Forum Moderators: phranque
Basically it's a site with static pages in the webroot, and a blog under a subdirectory. But I noticed that rewrite rules in the subdirectory were either conflicting or not being obeyed from the document root.
Let's start with this under /blog/.htaccess which is necessary for a wordpress blog
<IfModule mod_rewrite.c>
RewriteEngine On
RewriteBase /blog
RewriteCond %{REQUEST_FILENAME}!-f
RewriteCond %{REQUEST_FILENAME}!-d
RewriteRule . /blog/index.php [L]
</IfModule>
Now the problem is the site has old multiple domains which all need to be condensed with a 301 to a single domain. Also taking advantage of that to trim off www.
/.htaccess
RewriteCond %{HTTP_HOST}!^example\.com$
RewriteRule ^(.*)$ http://example.com/$1 [QSA,L,R=301]
Last but not least we would like to remove all instances of index.php or index.html from any URL request that doesn't need it.
/.htaccess
RewriteCond %{THE_REQUEST} ^[A-Z]{3,9}\ /([^/]+/)*index\.(htm(l)?¦php)\ HTTP/
RewriteRule ^(([^/]+/)*)index\.(htm(l)?¦php)$ [%{HTTP_HOST}...] [R=301,L]
The problem is these last two rules in the document root htaccess don't affect the blog. If I try to move the blog's rules into the document root there are other conflicts such as other .htaccess rules are not obeyed, ie.
/images/.htaccess
ErrorDocument 404 /images/404.jpg
To make it even more complicated some old urls on the blog have dates changed to where they need to find the new dates. This works some of the time depending how the rest of the above is either present or removed to moved to /blog or the /
RewriteCond %{REQUEST_URI} ^/blog/2005/03/02/old-entry-name(.*) [NC]

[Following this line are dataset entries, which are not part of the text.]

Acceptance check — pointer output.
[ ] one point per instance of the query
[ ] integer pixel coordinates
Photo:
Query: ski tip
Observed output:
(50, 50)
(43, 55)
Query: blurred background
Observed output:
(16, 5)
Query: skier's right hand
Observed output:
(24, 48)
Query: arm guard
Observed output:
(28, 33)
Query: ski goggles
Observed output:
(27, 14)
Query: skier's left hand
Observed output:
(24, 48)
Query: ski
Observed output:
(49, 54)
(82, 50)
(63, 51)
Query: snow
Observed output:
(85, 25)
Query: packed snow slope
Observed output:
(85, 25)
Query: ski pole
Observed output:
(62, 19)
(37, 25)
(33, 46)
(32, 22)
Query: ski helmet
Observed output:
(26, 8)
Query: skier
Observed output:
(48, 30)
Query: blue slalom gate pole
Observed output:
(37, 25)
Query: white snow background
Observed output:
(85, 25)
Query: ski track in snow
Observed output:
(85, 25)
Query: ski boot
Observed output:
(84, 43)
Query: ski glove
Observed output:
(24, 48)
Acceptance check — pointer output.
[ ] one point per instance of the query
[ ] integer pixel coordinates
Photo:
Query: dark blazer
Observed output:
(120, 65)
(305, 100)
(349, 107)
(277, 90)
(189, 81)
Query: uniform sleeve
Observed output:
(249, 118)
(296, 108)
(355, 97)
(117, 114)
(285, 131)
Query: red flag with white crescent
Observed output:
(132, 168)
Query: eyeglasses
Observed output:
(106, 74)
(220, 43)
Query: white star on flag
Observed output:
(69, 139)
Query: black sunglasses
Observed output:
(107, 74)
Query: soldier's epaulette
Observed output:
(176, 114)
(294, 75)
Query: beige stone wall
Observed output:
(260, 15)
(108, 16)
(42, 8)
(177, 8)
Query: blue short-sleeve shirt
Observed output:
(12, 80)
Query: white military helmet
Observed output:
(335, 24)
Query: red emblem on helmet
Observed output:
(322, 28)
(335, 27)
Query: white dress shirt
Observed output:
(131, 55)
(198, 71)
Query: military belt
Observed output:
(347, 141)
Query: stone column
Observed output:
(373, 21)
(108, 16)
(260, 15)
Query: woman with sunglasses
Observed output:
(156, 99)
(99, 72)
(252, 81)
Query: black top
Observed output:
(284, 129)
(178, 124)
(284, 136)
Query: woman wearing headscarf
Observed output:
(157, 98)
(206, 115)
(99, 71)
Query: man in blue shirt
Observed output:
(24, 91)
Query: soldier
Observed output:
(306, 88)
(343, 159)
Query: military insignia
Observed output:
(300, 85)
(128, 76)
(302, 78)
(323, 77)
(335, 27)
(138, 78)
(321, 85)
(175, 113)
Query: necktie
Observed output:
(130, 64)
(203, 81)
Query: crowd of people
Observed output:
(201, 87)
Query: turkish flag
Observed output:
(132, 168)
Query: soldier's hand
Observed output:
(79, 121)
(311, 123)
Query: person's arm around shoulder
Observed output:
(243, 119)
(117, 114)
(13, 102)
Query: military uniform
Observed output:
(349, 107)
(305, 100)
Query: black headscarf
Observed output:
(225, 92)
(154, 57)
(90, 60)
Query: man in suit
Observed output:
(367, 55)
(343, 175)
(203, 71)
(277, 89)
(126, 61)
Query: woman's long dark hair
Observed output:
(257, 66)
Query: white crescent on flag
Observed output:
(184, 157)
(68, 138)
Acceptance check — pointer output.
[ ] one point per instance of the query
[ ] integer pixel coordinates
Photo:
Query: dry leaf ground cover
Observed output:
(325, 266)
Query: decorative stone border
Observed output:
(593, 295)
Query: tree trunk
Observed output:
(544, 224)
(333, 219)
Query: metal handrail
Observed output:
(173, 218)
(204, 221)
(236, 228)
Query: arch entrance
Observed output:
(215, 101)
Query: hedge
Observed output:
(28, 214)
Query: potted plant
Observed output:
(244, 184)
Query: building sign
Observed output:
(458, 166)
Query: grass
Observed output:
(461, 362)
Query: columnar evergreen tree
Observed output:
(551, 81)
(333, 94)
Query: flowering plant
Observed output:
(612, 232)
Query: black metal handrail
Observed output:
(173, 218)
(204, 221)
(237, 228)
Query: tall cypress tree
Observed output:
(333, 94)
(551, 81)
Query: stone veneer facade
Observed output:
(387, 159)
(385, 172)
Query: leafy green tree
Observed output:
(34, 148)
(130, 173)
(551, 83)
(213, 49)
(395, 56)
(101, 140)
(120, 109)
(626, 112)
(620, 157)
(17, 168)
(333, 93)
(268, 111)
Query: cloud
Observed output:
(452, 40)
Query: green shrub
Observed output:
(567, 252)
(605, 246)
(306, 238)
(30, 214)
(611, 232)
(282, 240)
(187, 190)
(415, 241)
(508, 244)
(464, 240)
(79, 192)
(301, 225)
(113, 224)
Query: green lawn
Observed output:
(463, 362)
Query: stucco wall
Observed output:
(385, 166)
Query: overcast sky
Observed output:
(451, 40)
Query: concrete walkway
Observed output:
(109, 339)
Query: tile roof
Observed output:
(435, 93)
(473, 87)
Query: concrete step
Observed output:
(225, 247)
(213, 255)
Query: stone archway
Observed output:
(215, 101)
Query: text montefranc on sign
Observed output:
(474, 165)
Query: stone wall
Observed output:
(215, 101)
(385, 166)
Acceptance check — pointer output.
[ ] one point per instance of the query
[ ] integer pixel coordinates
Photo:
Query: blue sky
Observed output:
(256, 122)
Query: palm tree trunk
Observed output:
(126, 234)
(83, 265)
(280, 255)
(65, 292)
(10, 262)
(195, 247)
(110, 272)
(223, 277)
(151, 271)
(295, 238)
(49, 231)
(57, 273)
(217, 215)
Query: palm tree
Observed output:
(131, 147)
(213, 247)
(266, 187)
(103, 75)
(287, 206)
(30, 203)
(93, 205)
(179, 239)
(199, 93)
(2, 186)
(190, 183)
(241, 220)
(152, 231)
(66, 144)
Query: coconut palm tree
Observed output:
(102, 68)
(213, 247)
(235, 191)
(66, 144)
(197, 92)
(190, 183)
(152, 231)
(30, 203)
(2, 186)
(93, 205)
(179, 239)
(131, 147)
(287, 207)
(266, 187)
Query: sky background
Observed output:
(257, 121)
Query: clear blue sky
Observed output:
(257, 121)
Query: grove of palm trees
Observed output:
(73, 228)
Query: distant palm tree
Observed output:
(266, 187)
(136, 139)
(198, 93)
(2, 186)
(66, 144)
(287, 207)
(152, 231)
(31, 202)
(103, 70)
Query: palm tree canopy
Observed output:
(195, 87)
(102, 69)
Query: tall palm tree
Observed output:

RewriteRule ^(.*)$ http://example.com/blog/2005/03/13/new-entry-name%1 [R=301,L,QSA]
As a huge bonus, I would like to make sure any url from the /blog/ ends with a trailing slash (/) which is optional on wordpress blogs but causes duplicate content in search engines because of that. This feature is the least of my worries compared to the above requirements.
I definitely need some expert help trying to merge all these, figure out the proper order for the rules, and try to make them behave all together. I've done quite a bit of trial and error but the problem is it's a live, active site and I really don't want to mess with the visitors too much via my mistakes.
Thanks for any assistance!
[edited by: amznVibe at 9:19 am (utc) on May 16, 2007]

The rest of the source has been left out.